British author Kazuo Ishiguro won the Nobel Prize in Literature for his dystopian sci-fi novel Never Let Me Go today, so here’s the gorgeous movie adaptation which coincidentally just came to Netflix this week.
Friends Kathy (Carey Mulligan), Tommy (Andrew Garfield) and Ruth (Keira Knightley) grow up together at a seemingly idyllic boarding school in the English countryside. When they leave the school and the horrible truth of their true purpose is revealed to them, they must simultaneously confront deep-seated feelings of love, jealousy and betrayal that threaten to tear their friendship asunder.
I love sci-fi stories that are subtle and not so obviously a part of the genre. This could easily be just another British period piece if it weren’t for the horrifying ethical situation at the heart of the story. Sadly, I still haven’t read the source novel so I can’t say how faithful an adaptation it is. But the great Alex Garland’s screenplay is certainly beautiful and melancholic.
It’s a gorgeous film to look at. Director Mark Romanek is primarily a music video director with the exception of One Hour Photo, and the film shares some of that format’s aesthetics. He brought on Oscar-winning composer Rachel Portman who crafted a subdued and brooding orchestral score that suits the story well. His best choices were his leads though.

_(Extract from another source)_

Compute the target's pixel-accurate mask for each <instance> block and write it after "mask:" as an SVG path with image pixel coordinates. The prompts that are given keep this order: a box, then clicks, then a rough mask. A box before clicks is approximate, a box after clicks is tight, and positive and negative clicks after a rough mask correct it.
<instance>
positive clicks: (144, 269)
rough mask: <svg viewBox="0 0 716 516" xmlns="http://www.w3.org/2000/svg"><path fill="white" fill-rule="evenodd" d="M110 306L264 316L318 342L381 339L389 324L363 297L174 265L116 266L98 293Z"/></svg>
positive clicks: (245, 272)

All three are Oscar nominees and the among the best of their generation. Mulligan is probably the strongest, but Knightley was truly powerful and even moreso to me after learning that she was hesitant because she couldn’t identify with the character and only took the part because her friend Mulligan insisted. The three are supported by several powerhouse actors like Charlotte Rampling, Sally Hawkins, Domnhall Gleeson, and Nathalie Richard. The surprise discovery of this was Ella Purnell who plays the younger version of Knightley. All of the child versions of the characters were good, but she really stood out and will be someone to watch for in future projects despite still doing mostly supporting roles for now.
It’s a darker film to be sure but not without moments of levity. There’s a very amusing segment at a diner when they go to seek out the person that Knightley is modeled on. Mostly though, it’s a quiet meditation on what it means to be human.